• April 11, 2012 • RECENTLY I PURCHASED a look-alike figurine of the Kent Art Ware “standing draped female”. (in each of the three photos the look-alike figurine is on the right) At first glance they appear to be identical except for the right hand, hair bun and the front garment folds. But there are additional differences as well. Two of them can be seen in the center photo – the lack of definition in the look-alike’s pulled back hair and her thicker wrist and forearm.
I think this look-alike was made in a Kent Art Ware mold…a well worn mold that had seen better days…a mold with damage to the figure’s hair bun and to her right hand which was rather clumsily repaired. I also think the factory who made the look-alike was the same that made KAW, Moriyama Pottery. Look at the word “Japan” on the underside of the look-alike. It is the same style, size, and color of the word Japan in Kent Art Ware’s mark.

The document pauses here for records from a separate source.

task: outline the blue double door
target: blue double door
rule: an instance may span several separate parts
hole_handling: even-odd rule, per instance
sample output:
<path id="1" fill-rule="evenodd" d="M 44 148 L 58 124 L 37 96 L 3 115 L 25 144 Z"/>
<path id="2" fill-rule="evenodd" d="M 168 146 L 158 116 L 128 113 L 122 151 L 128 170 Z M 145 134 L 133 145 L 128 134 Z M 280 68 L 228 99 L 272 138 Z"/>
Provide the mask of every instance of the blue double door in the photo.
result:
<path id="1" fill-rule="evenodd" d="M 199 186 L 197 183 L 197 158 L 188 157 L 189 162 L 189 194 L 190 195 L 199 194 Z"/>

Once again, this points to the practice of one brand copying other brands figurines with impunity; whatever is selling well gets copied. I’m betting this was business as usual for many figurine makers the world over before the Second World War. At least in this Art Deco era example they didn’t copy the brand name mark along with the item. Is there still copying of decorative ceramic items going on? In China most definitely. Elsewhere probably not so much in our time of vigilant corporate lawyers and punitive lawsuits.